Background
Therapeutic augmentation of fracture site angiogenesis with Deferoxamine (DFO) has proven to increase vascularity, callus size and mineralization in long-bone fracture models. We posit that the addition of DFO would enhance pathological fracture healing in the setting of radiotherapy in a model where non-unions are the most common outcome.
Methods
Sprague-Dawley rats (n = 35) were divided into 3 groups. Fracture (Fx), radiated fracture (XFx) and radiated fracture + DFO (XFxDFO). Groups XFx and XFxDFO received a human equivalent dose of radiotherapy (7 Gy/day × 5 days = 35 Gy) 2 weeks prior to mandibular osteotomy and external fixation.
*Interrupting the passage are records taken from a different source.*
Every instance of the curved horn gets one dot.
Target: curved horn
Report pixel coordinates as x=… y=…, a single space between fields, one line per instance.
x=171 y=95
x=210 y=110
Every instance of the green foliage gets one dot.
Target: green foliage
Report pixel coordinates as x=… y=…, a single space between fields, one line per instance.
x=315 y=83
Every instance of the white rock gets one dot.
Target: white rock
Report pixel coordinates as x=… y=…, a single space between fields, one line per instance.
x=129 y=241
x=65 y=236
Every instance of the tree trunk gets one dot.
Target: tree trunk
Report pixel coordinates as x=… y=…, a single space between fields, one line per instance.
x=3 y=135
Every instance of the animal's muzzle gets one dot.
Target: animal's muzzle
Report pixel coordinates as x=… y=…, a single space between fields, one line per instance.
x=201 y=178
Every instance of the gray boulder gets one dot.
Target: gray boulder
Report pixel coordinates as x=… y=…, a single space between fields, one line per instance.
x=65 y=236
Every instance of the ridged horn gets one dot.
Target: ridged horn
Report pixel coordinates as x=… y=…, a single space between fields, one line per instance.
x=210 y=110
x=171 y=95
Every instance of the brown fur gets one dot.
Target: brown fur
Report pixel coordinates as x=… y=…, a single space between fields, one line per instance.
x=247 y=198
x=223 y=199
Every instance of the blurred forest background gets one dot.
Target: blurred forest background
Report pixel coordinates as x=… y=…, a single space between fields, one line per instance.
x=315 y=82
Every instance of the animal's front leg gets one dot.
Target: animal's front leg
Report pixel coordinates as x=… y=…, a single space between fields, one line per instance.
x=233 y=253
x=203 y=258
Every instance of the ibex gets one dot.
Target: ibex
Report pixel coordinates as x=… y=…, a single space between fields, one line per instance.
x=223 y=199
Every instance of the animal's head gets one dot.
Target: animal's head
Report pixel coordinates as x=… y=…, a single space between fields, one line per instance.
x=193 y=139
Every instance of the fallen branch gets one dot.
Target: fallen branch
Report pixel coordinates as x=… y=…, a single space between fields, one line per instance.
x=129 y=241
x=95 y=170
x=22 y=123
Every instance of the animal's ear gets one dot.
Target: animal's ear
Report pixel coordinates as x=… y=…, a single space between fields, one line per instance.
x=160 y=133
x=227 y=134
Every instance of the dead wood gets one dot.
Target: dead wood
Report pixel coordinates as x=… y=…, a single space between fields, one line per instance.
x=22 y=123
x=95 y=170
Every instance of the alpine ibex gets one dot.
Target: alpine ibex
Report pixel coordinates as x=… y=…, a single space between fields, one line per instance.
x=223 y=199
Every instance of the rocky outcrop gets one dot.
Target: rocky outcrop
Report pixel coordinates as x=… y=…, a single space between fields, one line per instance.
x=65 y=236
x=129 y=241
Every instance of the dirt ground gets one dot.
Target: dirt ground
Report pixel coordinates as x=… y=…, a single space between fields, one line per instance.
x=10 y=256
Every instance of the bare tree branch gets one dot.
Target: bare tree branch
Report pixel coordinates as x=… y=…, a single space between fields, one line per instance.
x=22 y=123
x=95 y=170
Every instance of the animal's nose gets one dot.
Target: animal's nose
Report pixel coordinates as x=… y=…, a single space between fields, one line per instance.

The XFxDFO group received injections of DFO into the fracture callus after surgery. Following a 40-day healing period, mandibles were dissected, clinically assessed for bony-union, imaged with Micro-CT, and tension tested to failure.
Results
Compared to radiated fractures, metrics of callus size, mineralization and strength in DFO treated mandibles were significantly increased. These metrics were restored to a level demonstrating no statistical difference from control fractures. In addition we observed an increased rate of achieving bony unions in the XFxDFO treated group when compared to XFx (67% vs. 20% respectively).
Conclusions
Our data demonstrate near total restoration of callus size, mineralization, and biomechanical strength, as well as a 3-fold increase in the rate of union with the use of DFO. Our results suggest that the administration of DFO may have the potential for clinical translation as a new treatment paradigm for radiation induced pathologic fractures.
Level of Evidence
Animal study, not gradable for level of evidence.